I like a few outdoor activities: bicycling, hiking, camping, and skiing. I'm a ham radio operator with call sign K8SH; I was active in NTS and was the net manager for 1RN/3 and the EMRI CW net until early 2008. My favorite musical groups are The Grateful Dead and Phish; lately I've been downloading live music from FurthurNET and etree.org.
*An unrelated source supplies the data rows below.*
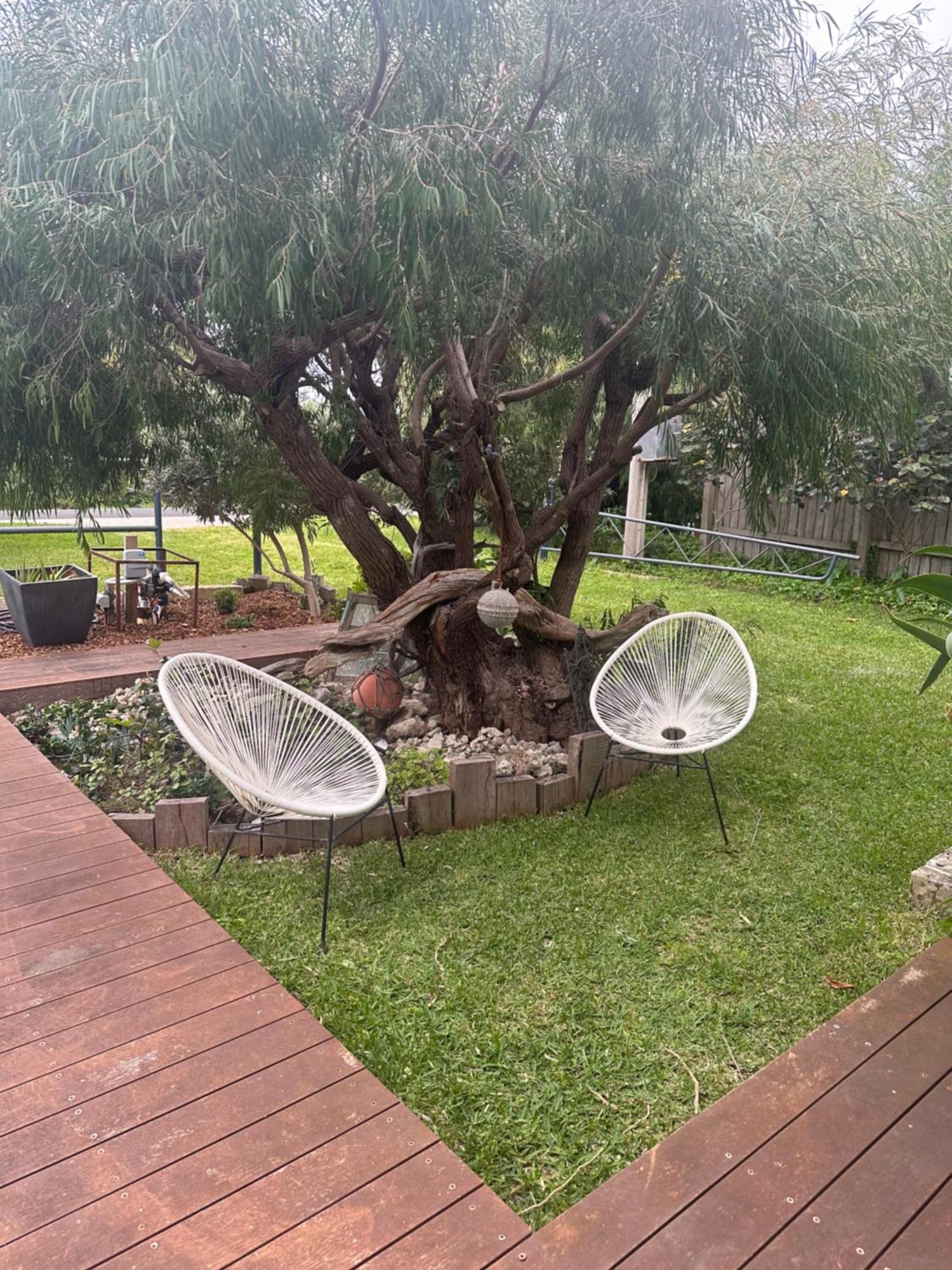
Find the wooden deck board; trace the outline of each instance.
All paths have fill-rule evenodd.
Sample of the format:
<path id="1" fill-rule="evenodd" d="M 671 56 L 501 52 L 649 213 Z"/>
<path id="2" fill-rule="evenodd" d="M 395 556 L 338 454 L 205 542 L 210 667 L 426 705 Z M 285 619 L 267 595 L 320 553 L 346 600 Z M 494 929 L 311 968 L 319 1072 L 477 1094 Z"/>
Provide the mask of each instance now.
<path id="1" fill-rule="evenodd" d="M 3 719 L 0 744 L 0 1270 L 942 1264 L 952 941 L 529 1236 Z"/>
<path id="2" fill-rule="evenodd" d="M 284 1240 L 439 1265 L 463 1240 L 477 1270 L 528 1234 L 3 719 L 0 743 L 0 1267 L 287 1264 Z"/>
<path id="3" fill-rule="evenodd" d="M 286 657 L 310 657 L 315 627 L 289 626 L 242 635 L 208 635 L 165 640 L 162 657 L 176 653 L 222 653 L 251 665 Z M 0 714 L 13 714 L 28 704 L 48 705 L 76 697 L 104 697 L 140 676 L 155 674 L 159 658 L 143 644 L 88 648 L 75 653 L 44 653 L 0 659 Z"/>
<path id="4" fill-rule="evenodd" d="M 783 1189 L 770 1170 L 800 1175 L 801 1181 L 812 1170 L 814 1193 L 825 1184 L 834 1166 L 826 1160 L 823 1173 L 811 1126 L 820 1125 L 830 1109 L 830 1121 L 816 1132 L 845 1140 L 854 1129 L 847 1121 L 854 1114 L 853 1081 L 859 1082 L 859 1101 L 901 1101 L 891 1092 L 901 1085 L 894 1077 L 892 1055 L 904 1055 L 910 1105 L 952 1069 L 949 993 L 952 941 L 943 940 L 557 1217 L 519 1250 L 518 1262 L 506 1257 L 501 1265 L 505 1270 L 517 1265 L 528 1270 L 574 1270 L 580 1264 L 586 1270 L 743 1265 L 759 1247 L 757 1231 L 765 1242 L 812 1198 L 796 1186 Z M 904 1040 L 914 1025 L 914 1040 Z M 928 1045 L 928 1067 L 919 1063 L 916 1045 Z M 918 1057 L 910 1067 L 913 1054 Z M 866 1133 L 852 1142 L 853 1157 L 889 1125 L 876 1119 L 889 1115 L 889 1107 L 866 1111 Z M 772 1161 L 783 1151 L 784 1130 L 790 1153 L 781 1157 L 783 1167 L 777 1170 Z M 838 1143 L 824 1139 L 824 1146 L 835 1149 Z M 850 1158 L 840 1158 L 839 1167 L 850 1167 Z M 753 1177 L 748 1168 L 754 1168 Z M 759 1205 L 772 1209 L 764 1213 Z M 743 1236 L 746 1223 L 755 1220 L 760 1226 L 750 1227 L 751 1247 L 750 1240 L 743 1243 Z M 746 1252 L 739 1250 L 741 1243 Z"/>
<path id="5" fill-rule="evenodd" d="M 896 1236 L 873 1270 L 935 1270 L 937 1250 L 952 1248 L 952 1180 Z"/>

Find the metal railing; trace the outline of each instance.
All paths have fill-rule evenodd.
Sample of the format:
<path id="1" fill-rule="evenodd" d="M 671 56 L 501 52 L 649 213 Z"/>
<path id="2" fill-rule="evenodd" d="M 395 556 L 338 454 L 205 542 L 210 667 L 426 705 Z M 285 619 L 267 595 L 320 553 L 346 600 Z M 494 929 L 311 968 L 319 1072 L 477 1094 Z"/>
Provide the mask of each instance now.
<path id="1" fill-rule="evenodd" d="M 858 560 L 853 551 L 830 551 L 826 547 L 802 546 L 776 538 L 758 538 L 749 533 L 702 530 L 694 525 L 669 525 L 636 516 L 602 512 L 600 521 L 611 526 L 622 544 L 622 551 L 589 551 L 598 560 L 625 560 L 630 564 L 664 564 L 717 573 L 751 573 L 768 578 L 796 578 L 801 582 L 826 582 L 840 560 Z M 644 544 L 635 554 L 625 551 L 625 526 L 644 526 Z M 744 544 L 732 546 L 731 544 Z M 543 559 L 559 546 L 542 549 Z M 666 552 L 666 554 L 661 554 Z"/>

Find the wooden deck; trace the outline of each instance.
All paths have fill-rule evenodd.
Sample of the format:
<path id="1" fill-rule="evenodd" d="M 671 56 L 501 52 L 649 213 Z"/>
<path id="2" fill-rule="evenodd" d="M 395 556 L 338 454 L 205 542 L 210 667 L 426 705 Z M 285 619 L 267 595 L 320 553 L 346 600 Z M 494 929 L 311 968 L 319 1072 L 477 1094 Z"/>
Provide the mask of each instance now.
<path id="1" fill-rule="evenodd" d="M 62 695 L 57 660 L 0 678 Z M 529 1237 L 4 719 L 0 752 L 0 1270 L 952 1267 L 952 941 Z"/>
<path id="2" fill-rule="evenodd" d="M 494 1264 L 528 1233 L 0 719 L 0 1266 Z"/>
<path id="3" fill-rule="evenodd" d="M 314 632 L 314 626 L 288 626 L 277 631 L 164 640 L 159 655 L 222 653 L 251 665 L 267 665 L 284 657 L 310 657 L 315 646 Z M 157 669 L 159 657 L 147 644 L 3 658 L 0 714 L 22 710 L 29 702 L 42 706 L 75 697 L 104 697 Z"/>
<path id="4" fill-rule="evenodd" d="M 500 1270 L 947 1270 L 952 940 L 500 1261 Z"/>

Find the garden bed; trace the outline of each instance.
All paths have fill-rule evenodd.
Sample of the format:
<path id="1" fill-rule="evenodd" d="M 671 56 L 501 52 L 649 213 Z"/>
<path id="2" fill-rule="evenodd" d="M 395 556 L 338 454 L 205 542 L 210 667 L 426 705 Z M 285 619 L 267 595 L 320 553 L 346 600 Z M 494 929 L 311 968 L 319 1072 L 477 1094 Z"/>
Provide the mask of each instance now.
<path id="1" fill-rule="evenodd" d="M 282 630 L 306 626 L 307 612 L 301 608 L 300 597 L 282 591 L 259 591 L 237 596 L 232 613 L 220 613 L 211 598 L 199 597 L 198 626 L 192 625 L 192 602 L 175 599 L 159 625 L 94 626 L 84 644 L 58 644 L 29 648 L 17 634 L 0 632 L 0 658 L 55 657 L 57 653 L 80 649 L 113 648 L 124 644 L 145 644 L 150 639 L 189 639 L 195 635 L 228 635 L 246 630 Z"/>
<path id="2" fill-rule="evenodd" d="M 284 674 L 293 678 L 293 672 Z M 316 691 L 327 695 L 325 687 Z M 348 707 L 347 686 L 334 685 L 331 691 L 354 723 L 376 730 Z M 418 685 L 411 698 L 418 710 L 424 709 L 424 697 Z M 151 677 L 95 701 L 29 706 L 14 715 L 14 723 L 147 850 L 221 850 L 231 827 L 244 819 L 231 794 L 179 735 Z M 428 739 L 437 734 L 430 732 Z M 446 740 L 446 751 L 416 748 L 407 740 L 385 748 L 392 798 L 402 800 L 397 819 L 409 832 L 440 833 L 557 812 L 588 798 L 608 745 L 608 738 L 597 732 L 570 737 L 565 748 L 519 742 L 498 729 L 484 729 L 472 740 L 454 735 Z M 603 789 L 627 784 L 645 766 L 613 758 L 605 766 Z M 302 822 L 292 819 L 269 826 L 265 836 L 241 834 L 236 850 L 239 855 L 308 851 L 325 836 L 320 820 L 302 828 Z M 341 843 L 391 836 L 385 809 L 344 833 Z"/>

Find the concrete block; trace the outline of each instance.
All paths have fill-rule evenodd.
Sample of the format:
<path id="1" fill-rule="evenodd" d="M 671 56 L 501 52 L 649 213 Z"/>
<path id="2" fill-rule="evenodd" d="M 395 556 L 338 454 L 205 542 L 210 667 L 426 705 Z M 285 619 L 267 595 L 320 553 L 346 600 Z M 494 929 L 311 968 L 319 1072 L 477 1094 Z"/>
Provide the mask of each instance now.
<path id="1" fill-rule="evenodd" d="M 952 847 L 913 870 L 911 893 L 915 908 L 952 902 Z"/>
<path id="2" fill-rule="evenodd" d="M 315 851 L 327 841 L 326 823 L 289 817 L 277 824 L 265 826 L 261 834 L 261 855 L 294 856 L 302 851 Z"/>
<path id="3" fill-rule="evenodd" d="M 453 791 L 453 826 L 471 829 L 496 818 L 495 758 L 453 758 L 449 762 Z"/>
<path id="4" fill-rule="evenodd" d="M 157 851 L 204 847 L 208 841 L 207 798 L 164 798 L 155 805 Z"/>
<path id="5" fill-rule="evenodd" d="M 500 776 L 496 780 L 496 817 L 500 820 L 536 814 L 536 777 Z"/>
<path id="6" fill-rule="evenodd" d="M 575 777 L 579 799 L 588 799 L 592 792 L 607 749 L 608 737 L 603 732 L 579 732 L 566 742 L 567 772 Z"/>
<path id="7" fill-rule="evenodd" d="M 453 828 L 453 795 L 448 785 L 409 790 L 405 801 L 411 833 L 444 833 Z"/>
<path id="8" fill-rule="evenodd" d="M 567 773 L 542 776 L 536 781 L 536 795 L 539 815 L 557 812 L 575 801 L 575 777 Z"/>
<path id="9" fill-rule="evenodd" d="M 151 812 L 116 812 L 109 817 L 123 833 L 146 851 L 155 851 L 155 815 Z"/>

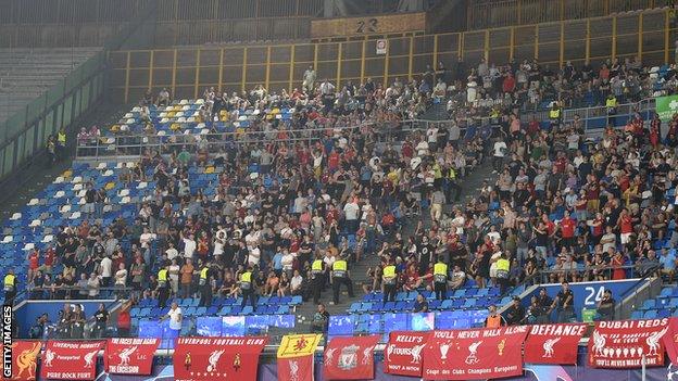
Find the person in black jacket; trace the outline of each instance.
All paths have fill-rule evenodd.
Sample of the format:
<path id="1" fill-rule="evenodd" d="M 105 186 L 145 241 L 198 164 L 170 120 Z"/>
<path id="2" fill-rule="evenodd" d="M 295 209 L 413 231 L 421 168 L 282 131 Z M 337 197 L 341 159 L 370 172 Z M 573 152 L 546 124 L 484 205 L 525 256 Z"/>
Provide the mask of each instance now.
<path id="1" fill-rule="evenodd" d="M 518 326 L 525 318 L 525 308 L 520 305 L 520 299 L 518 296 L 513 297 L 511 306 L 504 313 L 506 317 L 507 326 Z"/>

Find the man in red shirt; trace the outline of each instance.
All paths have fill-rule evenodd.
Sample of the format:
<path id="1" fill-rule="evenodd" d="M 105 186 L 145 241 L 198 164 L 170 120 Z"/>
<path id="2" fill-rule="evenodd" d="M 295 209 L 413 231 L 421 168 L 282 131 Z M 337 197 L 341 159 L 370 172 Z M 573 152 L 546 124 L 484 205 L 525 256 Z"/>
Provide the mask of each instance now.
<path id="1" fill-rule="evenodd" d="M 561 234 L 563 237 L 563 246 L 568 250 L 575 244 L 575 228 L 577 223 L 569 218 L 569 212 L 565 211 L 565 217 L 561 220 Z"/>
<path id="2" fill-rule="evenodd" d="M 622 211 L 617 226 L 622 236 L 622 244 L 627 245 L 631 242 L 631 236 L 633 234 L 633 218 L 626 207 Z"/>

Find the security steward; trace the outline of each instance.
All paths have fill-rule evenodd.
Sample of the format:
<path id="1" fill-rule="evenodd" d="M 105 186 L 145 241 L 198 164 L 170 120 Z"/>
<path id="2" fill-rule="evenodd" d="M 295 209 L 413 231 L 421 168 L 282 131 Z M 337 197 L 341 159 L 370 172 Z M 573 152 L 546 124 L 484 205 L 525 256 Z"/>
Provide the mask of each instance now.
<path id="1" fill-rule="evenodd" d="M 247 270 L 240 275 L 240 291 L 242 292 L 242 304 L 240 306 L 244 308 L 247 301 L 250 300 L 252 308 L 256 308 L 256 293 L 252 279 L 252 266 L 248 266 Z"/>
<path id="2" fill-rule="evenodd" d="M 158 305 L 160 308 L 167 306 L 167 300 L 170 299 L 170 282 L 167 276 L 170 275 L 170 265 L 165 264 L 158 271 Z"/>
<path id="3" fill-rule="evenodd" d="M 551 110 L 549 110 L 549 120 L 551 122 L 551 128 L 561 125 L 561 118 L 563 117 L 563 110 L 556 101 L 551 103 Z"/>
<path id="4" fill-rule="evenodd" d="M 442 255 L 438 256 L 438 262 L 434 265 L 434 290 L 436 299 L 442 301 L 448 292 L 448 264 Z"/>
<path id="5" fill-rule="evenodd" d="M 311 284 L 313 287 L 313 304 L 317 305 L 321 301 L 321 292 L 325 288 L 325 263 L 319 253 L 315 255 L 315 261 L 311 264 Z"/>
<path id="6" fill-rule="evenodd" d="M 610 93 L 605 99 L 605 109 L 607 110 L 607 126 L 615 126 L 617 115 L 617 98 Z"/>
<path id="7" fill-rule="evenodd" d="M 198 285 L 200 287 L 200 304 L 201 307 L 210 307 L 212 305 L 212 284 L 210 282 L 210 262 L 205 263 L 200 268 L 200 278 L 198 279 Z"/>
<path id="8" fill-rule="evenodd" d="M 16 297 L 16 276 L 14 269 L 10 268 L 4 276 L 4 304 L 14 305 L 14 297 Z"/>
<path id="9" fill-rule="evenodd" d="M 395 266 L 393 259 L 388 258 L 384 271 L 381 274 L 381 280 L 384 284 L 384 303 L 395 302 L 395 289 L 398 283 L 398 274 L 395 272 Z"/>
<path id="10" fill-rule="evenodd" d="M 353 282 L 351 281 L 351 274 L 349 272 L 349 264 L 344 257 L 339 257 L 332 264 L 331 274 L 332 283 L 332 302 L 339 304 L 339 288 L 341 284 L 346 284 L 349 297 L 353 297 Z"/>
<path id="11" fill-rule="evenodd" d="M 508 270 L 511 269 L 511 261 L 506 257 L 505 253 L 501 253 L 499 259 L 497 259 L 497 282 L 499 283 L 500 292 L 503 294 L 508 289 Z"/>

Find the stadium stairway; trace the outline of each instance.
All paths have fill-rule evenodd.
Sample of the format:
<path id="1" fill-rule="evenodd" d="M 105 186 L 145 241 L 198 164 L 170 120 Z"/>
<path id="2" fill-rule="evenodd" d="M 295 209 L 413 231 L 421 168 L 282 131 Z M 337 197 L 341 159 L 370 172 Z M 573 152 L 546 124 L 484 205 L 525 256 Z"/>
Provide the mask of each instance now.
<path id="1" fill-rule="evenodd" d="M 470 175 L 468 175 L 463 180 L 462 187 L 462 199 L 461 202 L 465 202 L 473 194 L 477 194 L 477 192 L 482 187 L 484 180 L 490 180 L 495 175 L 492 175 L 492 165 L 490 161 L 486 161 L 484 164 L 479 165 Z M 453 204 L 445 206 L 445 212 L 451 211 Z M 424 227 L 430 227 L 430 216 L 428 209 L 424 209 L 422 215 L 417 218 L 420 218 L 424 221 Z M 407 239 L 410 236 L 414 234 L 415 228 L 417 225 L 417 220 L 412 218 L 410 224 L 407 224 L 402 232 L 403 239 Z M 361 302 L 364 296 L 363 285 L 372 284 L 371 279 L 367 277 L 367 268 L 376 267 L 379 265 L 379 259 L 376 255 L 363 256 L 361 262 L 357 264 L 353 264 L 350 268 L 351 270 L 351 279 L 353 280 L 353 292 L 354 297 L 349 297 L 346 289 L 341 288 L 341 294 L 339 296 L 339 304 L 330 305 L 331 301 L 331 289 L 328 288 L 321 296 L 321 302 L 325 304 L 327 312 L 330 316 L 332 315 L 344 315 L 347 310 L 351 306 L 351 304 L 355 302 Z M 301 306 L 297 307 L 297 327 L 300 331 L 304 329 L 310 330 L 310 322 L 313 319 L 313 314 L 315 314 L 317 306 L 313 305 L 312 301 L 305 302 Z"/>
<path id="2" fill-rule="evenodd" d="M 129 107 L 126 105 L 121 106 L 120 104 L 101 104 L 95 107 L 90 116 L 84 118 L 81 126 L 88 129 L 93 125 L 109 126 L 125 114 L 123 112 L 124 110 L 129 110 Z M 78 131 L 79 128 L 76 128 L 68 135 L 66 141 L 68 144 L 66 149 L 68 157 L 54 164 L 50 168 L 45 165 L 47 157 L 39 157 L 23 172 L 25 176 L 22 176 L 21 181 L 15 185 L 15 189 L 8 189 L 7 192 L 0 194 L 0 220 L 10 218 L 12 214 L 21 209 L 38 191 L 45 189 L 54 178 L 72 167 Z"/>

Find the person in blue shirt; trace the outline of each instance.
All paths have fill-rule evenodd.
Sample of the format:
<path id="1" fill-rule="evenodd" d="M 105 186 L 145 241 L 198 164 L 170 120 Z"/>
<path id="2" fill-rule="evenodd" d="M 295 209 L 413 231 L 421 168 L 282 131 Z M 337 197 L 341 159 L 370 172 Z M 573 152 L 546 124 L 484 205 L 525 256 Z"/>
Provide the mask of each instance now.
<path id="1" fill-rule="evenodd" d="M 666 247 L 662 249 L 660 264 L 662 265 L 662 275 L 673 280 L 674 274 L 676 272 L 676 252 L 674 250 L 667 250 Z"/>
<path id="2" fill-rule="evenodd" d="M 280 246 L 278 246 L 276 255 L 273 256 L 273 270 L 278 277 L 282 274 L 282 251 Z"/>

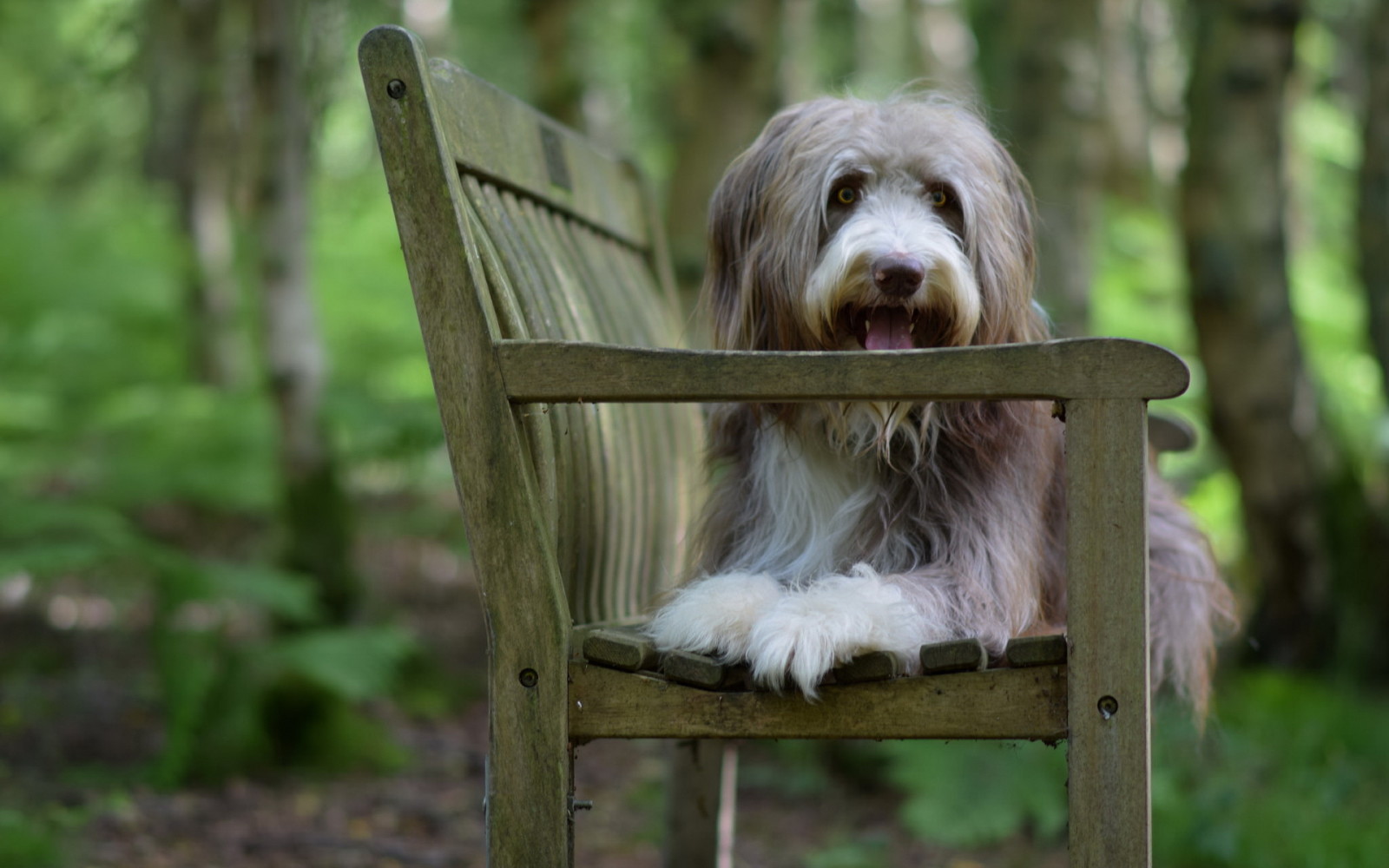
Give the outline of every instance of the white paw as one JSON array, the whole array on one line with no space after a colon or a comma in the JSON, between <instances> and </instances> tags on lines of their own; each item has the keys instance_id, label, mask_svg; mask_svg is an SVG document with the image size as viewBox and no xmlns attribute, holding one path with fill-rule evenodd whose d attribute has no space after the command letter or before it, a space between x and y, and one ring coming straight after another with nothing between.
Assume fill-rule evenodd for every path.
<instances>
[{"instance_id":1,"label":"white paw","mask_svg":"<svg viewBox=\"0 0 1389 868\"><path fill-rule=\"evenodd\" d=\"M749 636L753 678L781 690L786 676L810 699L835 665L864 651L893 651L908 664L922 642L938 637L897 585L860 564L789 593Z\"/></svg>"},{"instance_id":2,"label":"white paw","mask_svg":"<svg viewBox=\"0 0 1389 868\"><path fill-rule=\"evenodd\" d=\"M651 618L646 633L661 651L718 654L743 660L757 622L782 597L782 586L765 574L728 572L707 576L675 592Z\"/></svg>"}]
</instances>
My favorite authors are (in alphabetical order):

I especially like the Canopus in Argos: Archives series by Doris Lessing, which has had a profound effect on how I view the world:

I was looking down at the continent, in an idle nonfocussed way, remembering the other guises and transformations I had seen it in, when the Canopean Crystal floated down and lay in the air in front of me. It was in its most usual shape, a cone, and as it hung point down among the charming clouds of that atmosphere, with the blue of the atmosphere beyond, it was most attractive, and I was admiring it when it moved off, slowly, and I followed. I did not understand this lesson, which I assumed it was, but only watched, and enjoyed --- as always --- the aesthetic bonuses of this planet. The Crystal became a tetrahedron --- the three facets of it I could see reflecting the landscape of these blue and white skies --- then a globe. A glistening ball rolled and danced among the clouds. I was laughing with the pleasure of it, and even clapping my hands and applauding ... it elongated and became like a drop of liquid at the moment when it falls from a point. But it was lying horizontally, the thin end in front of us. This exquisite drop of crystalline glitter was thus because of the pressures of the atmosphere, it was adjusting itself to the flow of the jet stream, we were being sped along by the air rivers, and the Crystal had become a long transparent streak. My craft was almost in the end of the streak, and for a few moments we seemed almost to intermingle, and what delicious thoughts sang through my mind as we saw the rivers and mountains and deserts of the landmass beneath through what seemed like liquefied light. My guide was changing again, was showing how it had to change, and flow, and adapt itself, for all the movements and alterations of the atmosphere we were submerged in like liquid moulded this Globe, or Rod, or Streak, or Fringe.... How many shapes it assumed, this enchanting guide of mine, as we followed the flowing streams of the upper airs of Rohanda --- how it evolved and adapted and shone! --- but then dulled, so it seemed as if a lump of dullish lead lay there, sullen in a chilly and yellow light, but then lost its grey, and took in a sparkle and a glisten again, and seemed to frolic and to play, and yet again became serious and stern, with an edge of hardness in it, all the time a flowing and an answering, and an astonishment, but then, my mind lost in contemplation of this Crystal that seemed to have become no more than a visible expression of the air currents, I saw it had stopped, and had become the shape of a drop that points down. [...]

[...] But still it hovered there, silent, changing its shape at every moment, demonstrating the possibilities of a fluid communication ... and then it was lifting up and away, was a great drop of glittering water from the black depths of space, and it hung there, this infinitely various and variable and flowing thing, this creation of the Canopean mind, it spoke to me, it sang to me, it sent messages of hope, of the eternal renewal of everything, and then it again elongated itself, and ebbed up and fled back to its station high above Rohanda, where it was a mote in sunlight, a memory of itself.